在其sendPings()方法中，在之前得到seedNodes的基础上，再加上之前向当前节点同样发送ping消息的同集群消息。

同时，当前构造一个pingRequest，其id正是pingRound的id，这样的id的pingRequest将会有三个。关于当前节点的节点数据，以及其所在集群的master节点（如果还未选出则为null），将会构造成一个pingResponse，携带在pingRequest中。

之后将会遍历之前得到的节点集合，分别调用sendPingRequstToNode()将pingRequest和pingingRound发送至目标节点。

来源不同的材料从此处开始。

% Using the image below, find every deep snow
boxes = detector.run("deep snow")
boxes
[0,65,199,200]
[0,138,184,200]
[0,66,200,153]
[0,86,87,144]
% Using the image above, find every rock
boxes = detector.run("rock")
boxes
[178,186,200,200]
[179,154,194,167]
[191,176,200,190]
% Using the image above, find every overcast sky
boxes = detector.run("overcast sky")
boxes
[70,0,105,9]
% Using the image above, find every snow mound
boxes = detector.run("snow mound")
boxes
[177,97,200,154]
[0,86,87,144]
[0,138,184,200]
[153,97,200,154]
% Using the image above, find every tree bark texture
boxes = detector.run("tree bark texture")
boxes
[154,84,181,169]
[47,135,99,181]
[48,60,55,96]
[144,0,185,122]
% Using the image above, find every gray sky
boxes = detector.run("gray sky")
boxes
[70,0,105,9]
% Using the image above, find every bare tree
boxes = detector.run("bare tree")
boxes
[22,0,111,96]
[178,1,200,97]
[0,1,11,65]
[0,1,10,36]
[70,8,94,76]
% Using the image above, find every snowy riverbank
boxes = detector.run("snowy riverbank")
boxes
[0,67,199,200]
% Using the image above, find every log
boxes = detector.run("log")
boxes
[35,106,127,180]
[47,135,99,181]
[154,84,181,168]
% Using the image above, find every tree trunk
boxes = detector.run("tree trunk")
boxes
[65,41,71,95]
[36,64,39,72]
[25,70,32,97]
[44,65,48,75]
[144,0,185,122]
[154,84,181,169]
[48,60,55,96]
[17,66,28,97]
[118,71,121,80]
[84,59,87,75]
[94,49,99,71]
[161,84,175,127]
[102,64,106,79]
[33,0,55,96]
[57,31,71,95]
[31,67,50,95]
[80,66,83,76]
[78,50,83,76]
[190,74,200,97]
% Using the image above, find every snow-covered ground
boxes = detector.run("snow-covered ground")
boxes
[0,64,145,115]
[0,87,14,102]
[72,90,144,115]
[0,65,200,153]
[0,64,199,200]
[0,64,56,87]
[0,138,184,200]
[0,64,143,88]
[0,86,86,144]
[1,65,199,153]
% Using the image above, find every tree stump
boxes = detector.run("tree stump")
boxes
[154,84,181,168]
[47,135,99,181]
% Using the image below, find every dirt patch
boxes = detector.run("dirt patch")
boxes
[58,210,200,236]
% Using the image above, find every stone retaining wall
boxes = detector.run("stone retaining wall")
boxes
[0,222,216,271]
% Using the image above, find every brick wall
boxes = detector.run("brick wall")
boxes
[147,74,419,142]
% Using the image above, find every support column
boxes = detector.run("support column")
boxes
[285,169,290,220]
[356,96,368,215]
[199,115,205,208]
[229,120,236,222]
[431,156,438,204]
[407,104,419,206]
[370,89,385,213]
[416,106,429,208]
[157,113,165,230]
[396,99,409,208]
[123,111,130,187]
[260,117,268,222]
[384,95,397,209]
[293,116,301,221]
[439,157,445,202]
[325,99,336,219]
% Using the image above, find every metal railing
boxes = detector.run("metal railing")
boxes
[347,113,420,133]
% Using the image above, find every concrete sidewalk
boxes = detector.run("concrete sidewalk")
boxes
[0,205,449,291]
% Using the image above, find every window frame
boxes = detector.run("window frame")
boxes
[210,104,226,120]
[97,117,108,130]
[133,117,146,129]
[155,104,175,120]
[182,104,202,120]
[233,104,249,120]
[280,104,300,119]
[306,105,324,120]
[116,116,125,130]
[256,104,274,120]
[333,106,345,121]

transportService.sendRequest(connection, ACTION_NAME, pingRequest,
    TransportRequestOptions.builder().withTimeout((long) (timeout.millis() * 1.25)).build(),
    getPingResponseHandler(pingingRound, node));

在sendPingRequstToNode()中，启动了一个线程，最终去向目标节点的discovery/zen/unicast发送ping请求。同时通过getPingResponseHandler()设置了关于此次的pingingRound的responseHandler，用来处理目标节点对以这个request的回复。

@Override
public void handleResponse(UnicastPingResponse response) {
    logger.trace("[{}] received response from {}: {}", pingingRound.id(), node, Arrays.toString(response.pingResponses));
    if (pingingRound.isClosed()) {
        if (logger.isTraceEnabled()) {
            logger.trace("[{}] skipping received response from {}. already closed", pingingRound.id(), node);
        }
    } else {
        Stream.of(response.pingResponses).forEach(pingingRound::addPingResponseToCollection);
    }
}

在处理response的时候，先判断当前pingingRound是否已经关闭，如果还未关闭，则将response中关于节点对于选举的数据存放在其Map中，按照节点和其选举的选择进行存放。

一次pingingRound的时间为3秒，所以在完成pingingRound中3次ping的定时任务安排后同时会schedule一个3秒之后触发的任务，用来结束pingingRound关于pingResponse的收集。

@Override
public void close() {
    List<Connection> toClose = null;
    synchronized (this) {
        if (closed.compareAndSet(false, true)) {
            activePingingRounds.remove(id);
            toClose = new ArrayList<>(tempConnections.values());
            tempConnections.clear();
        }
    }
    if (toClose != null) {
        // we actually closed
        try {
            pingListener.accept(pingCollection);
        } finally {
            IOUtils.closeWhileHandlingException(toClose);
        }
    }
}

在关闭的过程中，在同步块中通过cas将closed的状态从false改为true，并将当前id从可用pingingRound中移出，关闭当前所有与集群中别的节点的连接。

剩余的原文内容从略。